In a bid to test symptom checkers, researchers created standardized lists of symptoms from 45 clinical vignettes that are used to teach and test medical students and then inputted those symptoms into 23 different symptom checkers. Overall, the software algorithms that the researchers studied listed the correct diagnosis first in 34 per cent of cases. The correct diagnosis was included in the top 3 diagnoses in the list in 51 per cent of cases and in the top 20 in 58 per cent.
In many cases, getting the exact diagnosis may not be as important as getting the correct advice about whether–or how quickly–to go to the doctor.
“These tools may be useful in patients who are trying to decide whether they should get to a doctor quickly, but in may cases, users should be cautious and not take the information they receive from online symptom checkers as gospel,” said senior author Ateev Mehrotra, associate professor of health care policy and medicine at HMS and Beth Israel Deaconess Medical Center.
“It’s not nearly as important for a patient with fever, headache, stiff neck and confusion to know whether they have meningitis or encephalitis as it is for them to know that they should get to an ER quickly,” Mehrotra said.
Overall the 23 symptom checkers provided correct triage advice in 58 per cent of cases with the checkers performing much better in more critical cases, correctly recommending emergency care in 80 per cent of urgent cases. In comparison, other studies have found that Internet search engines for urgent symptoms only led to content that suggested emergency medical treatment 64 per cent of the time.
The symptom checkers that were evaluated tended to be overly cautious, encouraging users to seek care for situations where staying at home might be reasonable. The researchers noted that this tendency toward overly cautious advice encouraged people to seek unnecessary care–an outcome that health care reform seeks to minimize in order to reduce costs.

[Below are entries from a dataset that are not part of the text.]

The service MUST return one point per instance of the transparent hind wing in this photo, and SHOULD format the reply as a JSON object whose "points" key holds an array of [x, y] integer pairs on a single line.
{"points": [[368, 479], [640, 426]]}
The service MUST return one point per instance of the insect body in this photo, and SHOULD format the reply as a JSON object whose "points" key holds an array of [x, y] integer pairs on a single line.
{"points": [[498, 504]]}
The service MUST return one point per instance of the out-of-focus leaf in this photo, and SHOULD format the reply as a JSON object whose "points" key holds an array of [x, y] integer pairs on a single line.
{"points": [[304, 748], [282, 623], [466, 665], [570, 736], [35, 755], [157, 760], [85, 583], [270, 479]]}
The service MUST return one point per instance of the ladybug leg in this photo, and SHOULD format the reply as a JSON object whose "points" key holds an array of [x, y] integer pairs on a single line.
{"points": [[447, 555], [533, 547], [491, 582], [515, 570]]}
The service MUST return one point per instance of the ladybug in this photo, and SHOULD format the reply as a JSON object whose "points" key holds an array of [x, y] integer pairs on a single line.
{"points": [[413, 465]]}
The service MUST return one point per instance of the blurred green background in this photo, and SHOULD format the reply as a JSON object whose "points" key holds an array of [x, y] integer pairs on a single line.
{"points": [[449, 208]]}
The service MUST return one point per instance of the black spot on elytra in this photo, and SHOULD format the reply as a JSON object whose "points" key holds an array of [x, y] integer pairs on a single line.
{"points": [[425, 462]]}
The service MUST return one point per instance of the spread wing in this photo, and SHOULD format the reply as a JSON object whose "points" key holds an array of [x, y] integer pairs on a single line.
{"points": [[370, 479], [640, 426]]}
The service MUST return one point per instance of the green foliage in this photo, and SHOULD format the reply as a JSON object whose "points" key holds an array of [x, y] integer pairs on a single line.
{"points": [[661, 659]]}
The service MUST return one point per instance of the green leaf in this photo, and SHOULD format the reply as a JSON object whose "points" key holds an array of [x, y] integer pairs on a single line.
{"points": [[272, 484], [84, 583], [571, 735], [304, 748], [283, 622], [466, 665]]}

The researchers found that there was a great deal of variation between checkers, but none were without limitations; for example, checkers with the most accurate diagnoses (Isabel, iTriage, Mayo Clinic, and Symcat) were not on the list of the programs that did the best job of recommending the appropriate level of care for a given case (Healthychildren.org, Steps2Care and Symptify).
Symptom checkers are part of a larger trend of both patients and practitioners using online platforms for a range of health care tasks, such as patient-doctor chat sessions and algorithmic tools used to aid the diagnosis and triage of patients, the researchers said.
“The tools are not likely to go away,” said first author Hannah Semigran, HMS research assistant in health care policy. “With symptom trackers, we’re looking at the first generation of a new technology. It’s important to continue to track their performance to see if they can reach their full potential in helping patients get the right care.”
The findings are published in the BMJ.